Piyasalara yeni yıl hediyesi…
Dünya piyasaları 2016 yılına risk iştahının arttığı, volatilitenin düştüğü bir ortamda giriyor. Zorlu bir yıl sonrasında hisse senedi piyasalarının yükseldiği, dolar endeksinin gerilediği, emtia fiyatlarının dip yaptığı bir dünya Türkiye piyasalarını destekleyen bir ortam sunuyor.
Fed’in faiz artırımının sarsıntısız atlatılması ve Çin’deki yavaşlamanın dünya ekonomisinde sert inişe yol açmayacağı beklentisi küresel risk iştahındaki artışın ardındaki itici gücü oluşturuyor.
Fed’in faiz artışını ABD ekonomisinde işlerin yolunda gittiğinin teyidi olarak gören piyasalar büyümenin canlanmasına rağmen kısa vadeli faizlerin uzun süre düşük kalacağı Goldlocks bir dünyayı fiyatlamaya devam ediyor.
Fed’in faiz artışında küçük adımlar atacağı beklentisi ve Avrupa’da büyümenin canlanması dolardaki yükseliş beklentisini sınırlıyor. Güçlü dolar korkusunun rafa kaldırılması gelişmekte olan piyasaları rahatlatıyor.

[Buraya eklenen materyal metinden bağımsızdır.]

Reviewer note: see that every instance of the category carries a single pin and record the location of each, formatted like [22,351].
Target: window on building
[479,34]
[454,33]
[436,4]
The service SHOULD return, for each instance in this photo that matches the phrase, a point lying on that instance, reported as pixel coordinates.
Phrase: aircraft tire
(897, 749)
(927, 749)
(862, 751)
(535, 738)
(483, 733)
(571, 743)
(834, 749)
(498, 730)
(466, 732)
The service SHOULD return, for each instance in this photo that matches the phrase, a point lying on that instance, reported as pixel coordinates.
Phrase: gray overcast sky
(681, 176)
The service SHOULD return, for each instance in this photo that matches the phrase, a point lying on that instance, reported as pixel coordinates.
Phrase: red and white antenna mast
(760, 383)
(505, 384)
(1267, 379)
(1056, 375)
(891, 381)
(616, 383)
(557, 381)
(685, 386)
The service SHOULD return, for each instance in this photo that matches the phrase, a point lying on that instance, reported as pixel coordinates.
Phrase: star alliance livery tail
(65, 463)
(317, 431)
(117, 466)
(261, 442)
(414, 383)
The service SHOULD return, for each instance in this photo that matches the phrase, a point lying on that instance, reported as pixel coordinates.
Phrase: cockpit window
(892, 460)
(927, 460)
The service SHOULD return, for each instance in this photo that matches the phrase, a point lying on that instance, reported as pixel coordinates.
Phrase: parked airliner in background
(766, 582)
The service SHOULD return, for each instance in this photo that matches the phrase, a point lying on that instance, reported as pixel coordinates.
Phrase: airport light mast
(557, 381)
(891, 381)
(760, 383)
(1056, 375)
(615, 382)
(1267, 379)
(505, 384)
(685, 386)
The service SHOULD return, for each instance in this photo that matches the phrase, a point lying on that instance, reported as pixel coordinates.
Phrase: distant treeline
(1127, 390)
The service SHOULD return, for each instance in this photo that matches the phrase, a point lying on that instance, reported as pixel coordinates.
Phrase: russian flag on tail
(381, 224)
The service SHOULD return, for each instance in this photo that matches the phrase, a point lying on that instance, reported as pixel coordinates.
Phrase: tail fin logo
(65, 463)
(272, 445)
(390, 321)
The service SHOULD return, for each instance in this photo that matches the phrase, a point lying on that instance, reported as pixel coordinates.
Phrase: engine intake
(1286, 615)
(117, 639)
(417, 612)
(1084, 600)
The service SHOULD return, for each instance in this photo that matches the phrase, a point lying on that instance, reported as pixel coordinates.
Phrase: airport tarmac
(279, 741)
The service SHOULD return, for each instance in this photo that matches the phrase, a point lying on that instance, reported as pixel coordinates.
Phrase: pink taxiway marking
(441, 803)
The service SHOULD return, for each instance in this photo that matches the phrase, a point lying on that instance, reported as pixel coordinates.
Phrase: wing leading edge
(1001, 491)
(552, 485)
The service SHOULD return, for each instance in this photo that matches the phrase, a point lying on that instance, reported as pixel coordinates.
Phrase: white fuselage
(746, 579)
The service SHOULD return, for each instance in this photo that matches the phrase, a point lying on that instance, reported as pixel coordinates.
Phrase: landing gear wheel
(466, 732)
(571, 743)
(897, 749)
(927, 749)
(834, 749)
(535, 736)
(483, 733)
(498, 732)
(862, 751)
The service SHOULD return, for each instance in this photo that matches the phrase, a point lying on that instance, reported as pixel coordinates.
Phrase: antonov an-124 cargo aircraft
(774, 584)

Çin ekonomisinde sert iniş endişesi azalması risk iştahını besleyen diğer bir unsur. Büyümenin arzu edildiği gibi tüketimin canlanmasından değil altyapı yatırımlarının artışından kaynaklanması bizi halen rahatsız ediyor. Ancak piyasalar uzun vadeli riskleri değil kısa vadeli tehditleri fiyatlamayı tercih ediyor.
Küresel risk iştahının bozulmadığı bir ortamda Çin’in yavaşlaması düşük emtia fiyatları vasıtasıyla Türkiye ekonomisini olumlu etkiliyor. Emtia fiyatlarındaki gerileme cari açık ve enflasyon gibi iki temel sorunun çözümü ile uğraşırken ekonomi yönetimine zaman kazandıracak.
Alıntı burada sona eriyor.